Tracing Paths with Recursive CTEs

A Pattern That Appears Everywhere

As a network engineer, I frequently analyze IPFIX (IP Flow Information Export) data to understand how traffic traverses our network. When a packet travels from source to destination, it passes through multiple routers, and each router exports flow records showing where it forwarded the traffic next. The challenge is reconstructing the complete path from these individual hop records.

This is a perfect use case for recursive CTEs, SQL's way of following parent-child relationships through connected records. But here's what I've learned: this exact same pattern shows up constantly across completely different domains:

Network routing: Following packets through routers (my original problem)
Package delivery: Tracking shipments through distribution centers
Manufacturing: Tracing components through assembly stages
Org charts: Navigating reporting hierarchies
File systems: Traversing directory structures
Supply chains: Following products from supplier to customer

The algorithm doesn't care what you're tracing, it just follows links until there are no more links to follow. Once you master this pattern, you'll recognize it everywhere.

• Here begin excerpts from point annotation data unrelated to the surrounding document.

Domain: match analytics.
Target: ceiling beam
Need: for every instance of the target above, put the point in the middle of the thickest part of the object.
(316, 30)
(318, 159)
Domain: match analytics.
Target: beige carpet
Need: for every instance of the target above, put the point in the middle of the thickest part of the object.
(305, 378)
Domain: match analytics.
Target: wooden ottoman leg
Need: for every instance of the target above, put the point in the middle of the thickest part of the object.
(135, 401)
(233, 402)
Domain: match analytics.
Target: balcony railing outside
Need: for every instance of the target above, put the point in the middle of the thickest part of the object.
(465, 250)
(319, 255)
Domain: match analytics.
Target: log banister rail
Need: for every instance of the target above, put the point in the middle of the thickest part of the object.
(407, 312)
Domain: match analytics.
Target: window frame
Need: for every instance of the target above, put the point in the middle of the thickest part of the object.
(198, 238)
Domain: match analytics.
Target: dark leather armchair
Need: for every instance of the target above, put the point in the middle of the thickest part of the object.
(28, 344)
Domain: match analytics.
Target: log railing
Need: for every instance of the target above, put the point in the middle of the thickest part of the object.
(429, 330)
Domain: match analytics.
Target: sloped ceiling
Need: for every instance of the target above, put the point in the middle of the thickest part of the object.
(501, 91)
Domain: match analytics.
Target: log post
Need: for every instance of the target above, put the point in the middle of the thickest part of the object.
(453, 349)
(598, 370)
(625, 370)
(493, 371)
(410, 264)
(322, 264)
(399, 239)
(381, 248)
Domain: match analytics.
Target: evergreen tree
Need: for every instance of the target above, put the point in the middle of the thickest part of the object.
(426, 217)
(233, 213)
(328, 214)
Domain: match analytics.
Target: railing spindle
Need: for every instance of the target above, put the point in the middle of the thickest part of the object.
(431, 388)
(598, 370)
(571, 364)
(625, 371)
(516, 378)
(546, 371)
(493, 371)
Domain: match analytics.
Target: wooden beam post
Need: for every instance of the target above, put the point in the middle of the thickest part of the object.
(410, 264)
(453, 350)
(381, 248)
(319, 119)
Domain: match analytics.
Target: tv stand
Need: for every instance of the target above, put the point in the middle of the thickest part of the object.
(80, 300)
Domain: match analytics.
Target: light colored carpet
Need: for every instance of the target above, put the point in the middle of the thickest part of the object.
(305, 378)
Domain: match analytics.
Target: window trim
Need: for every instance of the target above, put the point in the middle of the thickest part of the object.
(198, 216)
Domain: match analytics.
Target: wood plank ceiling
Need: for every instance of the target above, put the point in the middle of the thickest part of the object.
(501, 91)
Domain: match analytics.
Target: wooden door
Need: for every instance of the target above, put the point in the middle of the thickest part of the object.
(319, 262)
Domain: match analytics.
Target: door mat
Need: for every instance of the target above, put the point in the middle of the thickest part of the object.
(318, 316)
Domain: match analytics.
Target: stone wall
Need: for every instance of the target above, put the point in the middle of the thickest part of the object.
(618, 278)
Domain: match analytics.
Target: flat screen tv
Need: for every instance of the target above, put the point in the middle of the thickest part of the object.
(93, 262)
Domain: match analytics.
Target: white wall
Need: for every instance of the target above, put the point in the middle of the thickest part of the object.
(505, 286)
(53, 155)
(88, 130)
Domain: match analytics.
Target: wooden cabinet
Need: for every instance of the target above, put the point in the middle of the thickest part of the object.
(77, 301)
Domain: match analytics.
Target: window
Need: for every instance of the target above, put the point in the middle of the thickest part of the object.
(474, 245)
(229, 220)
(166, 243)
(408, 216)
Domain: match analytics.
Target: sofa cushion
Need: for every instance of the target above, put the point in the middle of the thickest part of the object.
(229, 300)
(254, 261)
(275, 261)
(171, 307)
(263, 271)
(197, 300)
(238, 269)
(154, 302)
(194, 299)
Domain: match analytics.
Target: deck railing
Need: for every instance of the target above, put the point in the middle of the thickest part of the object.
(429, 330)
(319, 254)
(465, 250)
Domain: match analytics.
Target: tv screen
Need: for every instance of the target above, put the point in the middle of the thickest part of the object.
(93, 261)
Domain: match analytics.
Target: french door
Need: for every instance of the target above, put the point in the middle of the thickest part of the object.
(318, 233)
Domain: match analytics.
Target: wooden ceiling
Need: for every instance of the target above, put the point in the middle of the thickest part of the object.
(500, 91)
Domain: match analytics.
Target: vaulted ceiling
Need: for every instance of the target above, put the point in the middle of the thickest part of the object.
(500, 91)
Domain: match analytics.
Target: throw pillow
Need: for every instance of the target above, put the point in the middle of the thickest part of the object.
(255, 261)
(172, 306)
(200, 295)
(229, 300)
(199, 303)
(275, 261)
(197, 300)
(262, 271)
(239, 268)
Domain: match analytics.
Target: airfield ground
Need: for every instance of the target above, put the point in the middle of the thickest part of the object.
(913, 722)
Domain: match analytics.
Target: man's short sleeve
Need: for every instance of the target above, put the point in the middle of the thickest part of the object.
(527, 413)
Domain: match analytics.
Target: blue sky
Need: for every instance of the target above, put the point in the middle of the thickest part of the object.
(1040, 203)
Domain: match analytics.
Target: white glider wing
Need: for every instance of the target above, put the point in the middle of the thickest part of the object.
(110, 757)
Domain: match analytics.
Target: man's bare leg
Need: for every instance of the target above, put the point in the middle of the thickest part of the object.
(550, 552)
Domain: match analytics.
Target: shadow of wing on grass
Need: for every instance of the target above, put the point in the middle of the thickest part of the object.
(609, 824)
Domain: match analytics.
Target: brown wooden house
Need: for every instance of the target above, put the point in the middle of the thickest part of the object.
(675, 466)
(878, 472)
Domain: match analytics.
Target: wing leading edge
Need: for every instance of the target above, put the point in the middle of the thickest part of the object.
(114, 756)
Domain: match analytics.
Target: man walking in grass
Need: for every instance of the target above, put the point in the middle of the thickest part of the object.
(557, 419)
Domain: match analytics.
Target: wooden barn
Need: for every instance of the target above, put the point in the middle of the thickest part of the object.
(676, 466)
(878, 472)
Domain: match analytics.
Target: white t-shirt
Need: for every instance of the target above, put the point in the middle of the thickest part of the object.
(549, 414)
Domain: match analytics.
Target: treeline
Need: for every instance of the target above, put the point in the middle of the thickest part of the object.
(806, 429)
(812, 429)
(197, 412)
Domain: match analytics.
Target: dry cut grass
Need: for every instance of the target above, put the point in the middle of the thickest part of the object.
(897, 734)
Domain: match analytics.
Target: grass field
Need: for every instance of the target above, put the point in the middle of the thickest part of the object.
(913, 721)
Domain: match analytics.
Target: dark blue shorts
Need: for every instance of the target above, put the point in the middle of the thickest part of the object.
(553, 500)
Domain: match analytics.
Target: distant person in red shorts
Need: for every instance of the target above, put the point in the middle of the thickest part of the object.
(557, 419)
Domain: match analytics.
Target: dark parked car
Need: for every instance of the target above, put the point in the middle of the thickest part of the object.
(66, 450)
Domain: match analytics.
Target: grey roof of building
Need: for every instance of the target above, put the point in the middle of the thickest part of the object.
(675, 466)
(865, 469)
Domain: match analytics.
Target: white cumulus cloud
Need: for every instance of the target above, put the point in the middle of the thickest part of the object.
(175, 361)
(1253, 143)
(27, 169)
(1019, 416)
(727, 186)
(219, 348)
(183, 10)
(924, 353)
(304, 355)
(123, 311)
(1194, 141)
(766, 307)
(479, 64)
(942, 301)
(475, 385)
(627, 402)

I've adapted my network flow query here to use package delivery as the example because it's more intuitive, but the SQL structure is identical.

The Problem

Given individual point-to-point records, reconstruct the complete journey:

Individual records show:
- Boston Hub → Chicago Sort
- Chicago Sort → Denver Hub  
- Denver Hub → San Francisco Delivery
- San Francisco Delivery → (delivered)

Need to produce:
Boston Hub → Chicago Sort → Denver Hub → San Francisco Delivery

The Data Model

Table definition

Click the "Run" button to create the tables.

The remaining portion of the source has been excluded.